OAD arrives early in Southland
Some dairy farmers in Southland are already moving to once a day (OAD) milking because they don’t have sufficient good pasture on which to graze their stock.
A FORMER DairyNZ scientist, Dave Clark, says much of the early research into once-a-day milking has given farmers today the confidence to do it.
Research in Taranaki in the 1990s set the benchmark for what could be achieved by OAD, he said at a recent seminar at Eketahuna. It was a ‘powerful experiment’ that took four years to compare the Friesian and Jersey breeds, looking at increasing herd numbers for OAD by 15% and at the results over several seasons.
“What came out – and we didn’t realise this – was that 1000kgMS/ha was some sort of psychological barrier, and once our Jersey herds on OAD had got to the 1000kgMS/ha, it gave a lot of farmers confidence that their whole system wasn’t going to break down.”
Clark says they never really looked strongly at the profitability because his feeling was that every farm was different and every farm is going to make a decision. Some with large mortgages were not going to look at OAD while others with less financial pressure could see benefits. The early research was quite small – herds of 45 cows – but the work proved that essentially nothing ‘nasty’ would happen to cows on OAD and this has continued to give farmers the confidence to go with it.

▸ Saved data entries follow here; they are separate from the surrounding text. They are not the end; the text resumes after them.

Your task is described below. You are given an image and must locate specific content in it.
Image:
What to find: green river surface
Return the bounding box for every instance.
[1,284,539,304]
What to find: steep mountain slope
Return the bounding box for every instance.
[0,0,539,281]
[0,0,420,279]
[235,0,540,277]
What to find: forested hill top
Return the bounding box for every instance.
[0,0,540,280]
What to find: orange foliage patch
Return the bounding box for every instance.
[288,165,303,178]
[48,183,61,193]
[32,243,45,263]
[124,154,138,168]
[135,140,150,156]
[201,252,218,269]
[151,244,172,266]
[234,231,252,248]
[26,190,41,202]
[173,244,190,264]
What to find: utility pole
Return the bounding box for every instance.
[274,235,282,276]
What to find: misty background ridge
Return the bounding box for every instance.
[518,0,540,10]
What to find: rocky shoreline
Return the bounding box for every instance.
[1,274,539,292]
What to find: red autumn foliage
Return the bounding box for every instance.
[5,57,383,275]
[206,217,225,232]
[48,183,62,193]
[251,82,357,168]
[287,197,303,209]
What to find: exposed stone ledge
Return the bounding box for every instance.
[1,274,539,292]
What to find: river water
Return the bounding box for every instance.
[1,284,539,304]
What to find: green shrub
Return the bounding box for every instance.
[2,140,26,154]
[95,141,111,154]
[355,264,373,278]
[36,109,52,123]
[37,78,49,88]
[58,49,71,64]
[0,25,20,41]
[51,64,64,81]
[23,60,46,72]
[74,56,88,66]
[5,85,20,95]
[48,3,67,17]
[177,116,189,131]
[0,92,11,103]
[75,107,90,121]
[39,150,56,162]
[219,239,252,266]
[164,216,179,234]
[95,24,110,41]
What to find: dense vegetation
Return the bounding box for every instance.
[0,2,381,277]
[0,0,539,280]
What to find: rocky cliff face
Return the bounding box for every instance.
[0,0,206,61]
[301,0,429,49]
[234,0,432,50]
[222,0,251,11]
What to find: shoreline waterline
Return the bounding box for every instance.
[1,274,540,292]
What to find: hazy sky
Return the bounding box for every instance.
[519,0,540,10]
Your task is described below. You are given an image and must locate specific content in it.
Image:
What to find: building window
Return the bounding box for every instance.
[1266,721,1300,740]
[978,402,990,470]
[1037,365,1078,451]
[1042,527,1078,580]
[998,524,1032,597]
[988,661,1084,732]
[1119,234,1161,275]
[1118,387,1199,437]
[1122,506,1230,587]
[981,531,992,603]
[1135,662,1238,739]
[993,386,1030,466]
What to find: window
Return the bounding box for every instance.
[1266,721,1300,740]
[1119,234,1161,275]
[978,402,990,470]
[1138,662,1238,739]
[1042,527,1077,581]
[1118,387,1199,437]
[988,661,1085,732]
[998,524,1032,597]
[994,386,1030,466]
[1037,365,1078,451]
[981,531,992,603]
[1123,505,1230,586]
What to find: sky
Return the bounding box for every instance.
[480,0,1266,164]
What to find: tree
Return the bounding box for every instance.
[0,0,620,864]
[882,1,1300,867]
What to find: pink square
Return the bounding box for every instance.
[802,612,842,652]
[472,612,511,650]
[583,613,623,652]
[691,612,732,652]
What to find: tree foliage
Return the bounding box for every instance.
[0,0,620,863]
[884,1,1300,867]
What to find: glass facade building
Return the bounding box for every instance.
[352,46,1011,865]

“Today farmers are doing a lot of stuff themselves in terms of BCS and especially reproduction because we just don’t have the resources in science to take 1000 cows that might be needed to show a small difference in reproductive performance. Yet a small difference in reproductive performance that you might get from putting cows on OAD for part of the year is very important.”
OAD farmers haven’t lost sight of the need to be profitable, but Clark says going that way they are able to achieve a balance which includes lifestyle and to consider other aspects of their farming businesses. Often OAD helps improve managerial capability of a farm.
The drought has highlighted some benefits of OAD, including flexibility, Clark says.
“Farmers have been much more innovative than some of us researchers. They are happy to use OAD in the first month of lactation which a lot of people thought was a complete no-no but they’ll do that because of labour issues. They’ll use it at mating time because they perceive an advantage and they’ll use it after Christmas because of the climate variability it enables them to handle it better.”
One early myth about OAD was that it would ‘destroy the cows’, but research proved otherwise, particularly with one cow.
“She came in at the start of the trial as a two-year-old. She gave 200kgMS which was pathetic. Next year she did 300kgMS, the following year 400kgMS and final year of the trial she did 500kgMS in a lactation. She had come in as a small cow and by the time we had finished she was well over 600kg and in those first two years she was putting the energy into her frame.”
The message from that is for people who are going into OAD, if they have young stock, especially Holstein Fresian, and they want them to do well, they must be well grown otherwise they will put energy into growing rather than into the vat.